The AI in Arabia View: Saudi's AI workforce plan has always looked ambitious on paper. The Tuwaiq expansion is the first evidence that delivery logistics are catching up to the announcements. Twelve regional campuses is a realistic step change, not a press release. The open questions are instructor quality in the smaller cities, partner follow-through, and whether the 40,000 target absorbs the cohorts into productive roles rather than government adjacency. On all three, the signal is encouraging. Watch the Q3 2026 intake numbers from Tabuk and Abha. If those regions produce employable cohorts, the model works.
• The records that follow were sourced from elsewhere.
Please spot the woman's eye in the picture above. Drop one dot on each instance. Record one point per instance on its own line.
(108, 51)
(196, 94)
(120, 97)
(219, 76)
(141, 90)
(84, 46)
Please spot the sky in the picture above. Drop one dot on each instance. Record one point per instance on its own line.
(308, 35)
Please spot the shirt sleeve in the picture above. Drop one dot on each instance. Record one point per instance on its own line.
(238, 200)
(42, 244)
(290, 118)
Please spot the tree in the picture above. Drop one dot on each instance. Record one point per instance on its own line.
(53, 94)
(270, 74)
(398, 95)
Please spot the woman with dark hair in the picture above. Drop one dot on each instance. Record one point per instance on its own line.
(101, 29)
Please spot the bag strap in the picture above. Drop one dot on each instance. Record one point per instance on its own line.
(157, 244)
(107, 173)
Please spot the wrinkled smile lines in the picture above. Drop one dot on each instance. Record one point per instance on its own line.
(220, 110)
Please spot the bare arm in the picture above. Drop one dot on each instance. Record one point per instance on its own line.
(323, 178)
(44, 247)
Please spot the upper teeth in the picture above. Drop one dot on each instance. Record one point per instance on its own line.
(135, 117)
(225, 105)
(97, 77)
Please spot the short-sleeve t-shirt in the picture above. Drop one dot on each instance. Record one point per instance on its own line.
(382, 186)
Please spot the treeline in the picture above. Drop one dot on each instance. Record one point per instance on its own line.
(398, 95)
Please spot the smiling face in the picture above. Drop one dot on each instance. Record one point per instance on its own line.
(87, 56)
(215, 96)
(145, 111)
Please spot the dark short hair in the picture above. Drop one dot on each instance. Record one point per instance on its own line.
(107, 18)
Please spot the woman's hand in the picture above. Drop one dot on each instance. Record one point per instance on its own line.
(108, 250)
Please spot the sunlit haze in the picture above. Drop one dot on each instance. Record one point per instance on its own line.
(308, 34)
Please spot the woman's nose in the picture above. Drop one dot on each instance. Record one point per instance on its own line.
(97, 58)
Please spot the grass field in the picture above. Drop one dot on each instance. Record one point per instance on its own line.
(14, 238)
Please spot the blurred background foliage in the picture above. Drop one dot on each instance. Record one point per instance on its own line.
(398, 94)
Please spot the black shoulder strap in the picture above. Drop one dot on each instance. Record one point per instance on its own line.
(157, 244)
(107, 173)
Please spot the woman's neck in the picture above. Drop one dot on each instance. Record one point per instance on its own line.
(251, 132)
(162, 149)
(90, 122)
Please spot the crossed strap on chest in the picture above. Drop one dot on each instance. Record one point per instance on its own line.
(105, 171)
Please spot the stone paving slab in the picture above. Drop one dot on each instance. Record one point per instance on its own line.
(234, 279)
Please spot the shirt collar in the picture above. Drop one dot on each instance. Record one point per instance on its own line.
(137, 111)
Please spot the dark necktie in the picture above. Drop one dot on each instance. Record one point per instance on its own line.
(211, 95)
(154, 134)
If graduates end up back in Riyadh anyway, something is still wrong.
AI Terms in This Article 4 terms
machine learning

Software that improves at tasks by learning from data rather than being explicitly programmed.

NLP

Natural Language Processing, the field of teaching computers to understand and generate human language.

at scale

Applied broadly, to a large number of users or use cases.

ecosystem

A network of interconnected products, services, and stakeholders.

Frequently Asked Questions

Is Tuwaiq Academy free?
For Saudi nationals, yes. The bootcamps are tuition-free and include a monthly stipend during training. Non-Saudi participants pay tuition and are admitted via a separate track with limited slots.
How selective are the AI bootcamps?
Highly selective. Tuwaiq's flagship AI programme receives roughly eight applicants per seat. Selection is based on aptitude assessments, technical interviews, and a structured interview.
Do Tuwaiq graduates work only in Saudi Arabia?
Most do, but regional employers increasingly recruit Tuwaiq alumni. UAE and Qatar companies are active, and a smaller number of graduates move internationally.
How is Tuwaiq different from university degree programmes?
Shorter, more applied, and tied directly to industry hiring. Tuwaiq is complementary to university programmes, and many graduates hold a bachelor's degree before entering the bootcamp.
What AI specialisations does Tuwaiq cover?
Applied machine learning, NLP with Arabic focus, computer vision, data engineering, MLOps, and more recently LLM fine-tuning and agent engineering.